Iris Borowy - Director
Iris Borowy is Distinguished Professor at Shanghai University. She was educated at the Universities of Tübingen, Germany, and Maryland at College Park, USA. In 1989 she received her M.A. in contemporary history, economics and American Studies, followed by a Ph.D. (1997) and a habilitation (2007) from the University of Rostock, Germany. She has worked at the University of Rostock, Aachen (Germany) and at the Centre Alexandre Koyré (Paris), as well as acting as adjunct lecturer or visiting scholar at the Leuphana Universität (Lüneburg, Germany), at the Casa Oswaldo Cruz / FIOCRUZ (Rio de Janeiro, Brazil), at the University of Bergen (Norway) and at Birkbeck University, London.
Iris Borowy’s research has addressed the history of international health and its relations to economic and environmental policies of international organizations. Building on that, her recent work has focused on development concepts, particularly that of sustainable development.
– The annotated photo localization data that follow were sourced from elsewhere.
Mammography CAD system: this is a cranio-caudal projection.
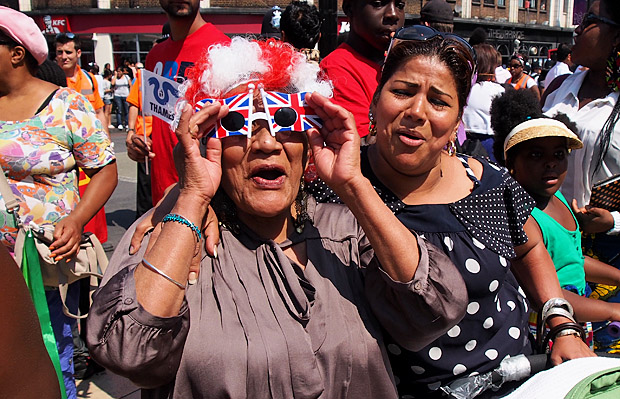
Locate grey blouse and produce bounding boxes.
[86,198,467,398]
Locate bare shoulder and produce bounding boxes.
[466,156,484,180]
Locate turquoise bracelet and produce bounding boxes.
[162,213,202,242]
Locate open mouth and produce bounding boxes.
[250,164,286,187]
[397,130,425,146]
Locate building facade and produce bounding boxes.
[3,0,586,69]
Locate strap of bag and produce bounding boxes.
[21,229,68,399]
[57,233,108,319]
[0,168,21,215]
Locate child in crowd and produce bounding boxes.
[491,89,620,351]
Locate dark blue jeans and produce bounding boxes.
[113,96,128,127]
[47,282,80,399]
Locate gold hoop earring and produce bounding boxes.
[447,140,457,156]
[368,114,377,136]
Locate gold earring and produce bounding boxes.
[369,118,377,136]
[447,139,457,156]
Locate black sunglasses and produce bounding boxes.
[579,12,620,29]
[55,32,76,40]
[387,25,477,64]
Her publications include Coming to Terms with World Health. The League of Nations Health Organisation (2009) and Defining Sustainable Development for Our Common Future. A history of the World Commission on Environment and Development (Brundtland Commission) (2014). Together with Corinna Unger (European University Institute) she has founded the Yearbook on the History of Global Development published by DeGruyter Oldenbourg, Berlin. A full list of publications can found on academia.edu.
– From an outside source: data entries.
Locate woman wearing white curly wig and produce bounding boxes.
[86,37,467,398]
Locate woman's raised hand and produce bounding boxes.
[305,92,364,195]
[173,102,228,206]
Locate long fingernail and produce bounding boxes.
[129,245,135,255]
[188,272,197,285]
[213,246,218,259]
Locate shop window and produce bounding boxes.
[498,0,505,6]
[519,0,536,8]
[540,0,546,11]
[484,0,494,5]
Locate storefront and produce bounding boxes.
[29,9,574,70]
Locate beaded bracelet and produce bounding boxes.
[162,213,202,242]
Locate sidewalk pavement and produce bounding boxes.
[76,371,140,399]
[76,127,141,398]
At present, she is working on a project analyzing the way international organizations have conceptualized and promoted policies regarding waste.
Conceptualizations and Policies Regarding Waste at International Organizations
A central – arguably THE central – component of post 1950s global development has been economic growth, entailing increasing production and consumption of goods. In as much as most products end up as waste after usage, and virtually everything eventually becomes waste even if temporarily recycled, this development has been about an increasing production of waste. Much of this effect has remained outside of public attention, and one might argue that an accepted management of waste has been an essential precondition for the acceptance of a mass production/consumption form of economy. Nevertheless, the issue has been too big to be fully ignored, particularly when waste went hand in hand with tangible environmental and health threats.
International organizations have been concerned with questions regarding waste, either as institutions issuing recommendations or setting standards for domestic policies of individual countries, or when addressing problems of international relevance such as transboundary trade of waste or forms of waste of global impact. In the process, international organizations have been essential actors in defining the extent, the nature and even the very existence of a problem as well as possible solution strategies. Given both the ambivalent nature of and the growing variety of products being considered „waste“, various organizations have addressed waste in some form or another. This interdisciplinary character has also be borne out by frequent inter-agency cooperations, as different organizations have struggled with the diversity of aspects involved in the question and the range of expertise required to address it. In the process, these studies addressed questions of principle regarding what constituted “waste,” how it did or did not differ from resources and how it related to the structure of a modern, industrialized economy at large.
Looking at the competing and interlocking activities of the OECD, NATO, the WHO, UNECE and the World Bank, this research project aims at disentangling the ways in which international organizations, individually and collectively, have dealt with a central aspect of twentieth-century development.